The king of Syria, Benhadad, commanded the 32 captains that manned his chariots not to fight with anyone (except in their own defense I presume) except the king of Israel, Ahab. When the captains of the chariots saw Jehoshaphat in his royal robes, they assumed it was Ahab. When they began to attack him, he cried out (in prayer I am sure) and the LORD intervened (supernaturally in some way I think) to make sure that they saw that it was not Ahab; so they quit chasing him.
2Chronicles 18:33 And a certain man drew a bow at a venture, and smote the king of Israel between the joints of the harness: therefore he said to his chariot man, Turn thine hand, that thou mayest carry me out of the host; for I am wounded.
2Chronicles 18:34 And the battle increased that day: howbeit the king of Israel stayed himself up in his chariot against the Syrians until the even: and about the time of the sun going down he died.
During the fight, one of the Syrian soldiers hit Ahab with an arrow between the joint that connected his lower armor to his breastplate.

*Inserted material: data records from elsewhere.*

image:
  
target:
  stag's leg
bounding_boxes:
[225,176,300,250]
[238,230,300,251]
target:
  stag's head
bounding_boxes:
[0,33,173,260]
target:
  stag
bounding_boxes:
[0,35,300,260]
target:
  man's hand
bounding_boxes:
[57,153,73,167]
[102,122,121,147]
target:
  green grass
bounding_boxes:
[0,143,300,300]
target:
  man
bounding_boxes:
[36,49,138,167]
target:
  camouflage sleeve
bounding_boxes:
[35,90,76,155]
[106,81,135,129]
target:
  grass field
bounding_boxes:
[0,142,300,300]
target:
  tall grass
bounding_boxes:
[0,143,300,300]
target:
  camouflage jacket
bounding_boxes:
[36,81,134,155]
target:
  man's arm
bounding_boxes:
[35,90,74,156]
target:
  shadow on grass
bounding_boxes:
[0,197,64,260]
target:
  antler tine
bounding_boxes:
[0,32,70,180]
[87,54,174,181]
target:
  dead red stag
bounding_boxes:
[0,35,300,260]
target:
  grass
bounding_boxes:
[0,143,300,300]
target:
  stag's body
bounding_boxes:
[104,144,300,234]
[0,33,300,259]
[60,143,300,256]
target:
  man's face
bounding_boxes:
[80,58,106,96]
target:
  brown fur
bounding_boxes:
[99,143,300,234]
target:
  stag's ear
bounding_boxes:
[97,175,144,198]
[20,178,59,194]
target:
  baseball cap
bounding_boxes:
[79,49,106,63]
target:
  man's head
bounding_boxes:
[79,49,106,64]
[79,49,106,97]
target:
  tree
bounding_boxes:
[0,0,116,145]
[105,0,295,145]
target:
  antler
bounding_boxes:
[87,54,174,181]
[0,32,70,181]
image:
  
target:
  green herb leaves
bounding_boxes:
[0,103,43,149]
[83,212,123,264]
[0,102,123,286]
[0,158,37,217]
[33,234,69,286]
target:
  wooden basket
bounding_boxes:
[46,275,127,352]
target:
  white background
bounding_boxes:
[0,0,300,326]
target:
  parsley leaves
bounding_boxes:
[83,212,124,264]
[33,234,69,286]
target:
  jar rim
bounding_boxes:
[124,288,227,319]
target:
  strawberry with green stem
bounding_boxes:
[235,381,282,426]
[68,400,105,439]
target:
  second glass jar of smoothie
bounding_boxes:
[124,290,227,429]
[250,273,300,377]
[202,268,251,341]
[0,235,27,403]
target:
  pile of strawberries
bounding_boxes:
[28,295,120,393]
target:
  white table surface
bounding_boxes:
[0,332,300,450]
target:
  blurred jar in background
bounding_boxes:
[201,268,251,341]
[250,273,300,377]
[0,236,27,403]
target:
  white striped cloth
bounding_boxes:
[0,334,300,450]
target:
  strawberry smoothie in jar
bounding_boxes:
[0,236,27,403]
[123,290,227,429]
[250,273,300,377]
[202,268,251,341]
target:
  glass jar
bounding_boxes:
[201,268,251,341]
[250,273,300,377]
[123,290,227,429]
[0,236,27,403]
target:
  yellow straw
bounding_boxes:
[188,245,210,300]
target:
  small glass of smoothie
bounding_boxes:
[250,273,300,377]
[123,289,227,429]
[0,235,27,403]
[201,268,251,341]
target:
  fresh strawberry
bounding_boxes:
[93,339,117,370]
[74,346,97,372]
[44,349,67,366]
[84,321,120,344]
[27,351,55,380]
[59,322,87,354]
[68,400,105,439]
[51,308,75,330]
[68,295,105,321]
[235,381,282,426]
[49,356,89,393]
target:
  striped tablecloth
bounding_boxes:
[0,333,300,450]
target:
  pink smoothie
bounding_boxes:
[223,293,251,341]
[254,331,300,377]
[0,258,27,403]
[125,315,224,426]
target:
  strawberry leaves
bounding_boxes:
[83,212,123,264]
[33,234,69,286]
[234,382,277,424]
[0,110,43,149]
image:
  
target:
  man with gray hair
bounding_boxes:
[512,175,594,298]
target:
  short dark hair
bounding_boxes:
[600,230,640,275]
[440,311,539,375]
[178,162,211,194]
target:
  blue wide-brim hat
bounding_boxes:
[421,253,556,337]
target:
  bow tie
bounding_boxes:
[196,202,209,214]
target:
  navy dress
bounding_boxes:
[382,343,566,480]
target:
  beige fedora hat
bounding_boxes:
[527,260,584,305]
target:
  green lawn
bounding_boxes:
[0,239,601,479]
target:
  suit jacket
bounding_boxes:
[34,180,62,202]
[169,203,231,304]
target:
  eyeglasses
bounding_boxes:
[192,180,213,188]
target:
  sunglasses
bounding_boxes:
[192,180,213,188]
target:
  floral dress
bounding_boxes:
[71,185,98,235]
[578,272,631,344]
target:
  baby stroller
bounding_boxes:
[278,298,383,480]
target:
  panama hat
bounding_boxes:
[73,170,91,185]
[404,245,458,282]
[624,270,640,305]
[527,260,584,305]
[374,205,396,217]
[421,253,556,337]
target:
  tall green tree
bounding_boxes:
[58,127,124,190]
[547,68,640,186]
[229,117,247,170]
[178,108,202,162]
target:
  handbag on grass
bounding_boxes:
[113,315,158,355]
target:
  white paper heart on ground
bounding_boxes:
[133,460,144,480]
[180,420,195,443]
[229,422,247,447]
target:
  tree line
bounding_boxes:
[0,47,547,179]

He called out for the driver of his chariot to get him off the battlefield because he was wounded.
I liked this quote from Morgan that Guzik used: “Men may secrete themselves so that other men may never find them; but when the hour of their judgment has come, God takes hold on some ordinary event and makes it the highway on which He comes to carry out His purpose. ‘It just happened,’ says the man of the world. ‘God did it,’ says the man of faith.”
And this one from Trapp: “And now what joy could Ahab’s black soul, ready to depart, have of his ivory house? Who had not rather be a Micaiah in the jail than Ahab in the chariot? Wicked men have the advantage of the way, godly men of the end.”
The battle intensified and continued all that day as the king watched, standing propped up in his chariot. Eventually, it seems he bled to death. The prophet Micaiah was vindicated.
That Ahab tried to remain visible and supportive of his troops actually showed a bit of courage.
Finally, as the sun was setting, the troops of Israel were ordered to return home. I assume this was because of the death of the king.
King Ahab was taken to Samaria and buried.
1 Kings 22:37 “So the king died, and was brought to Samaria; and they buried the king in Samaria.”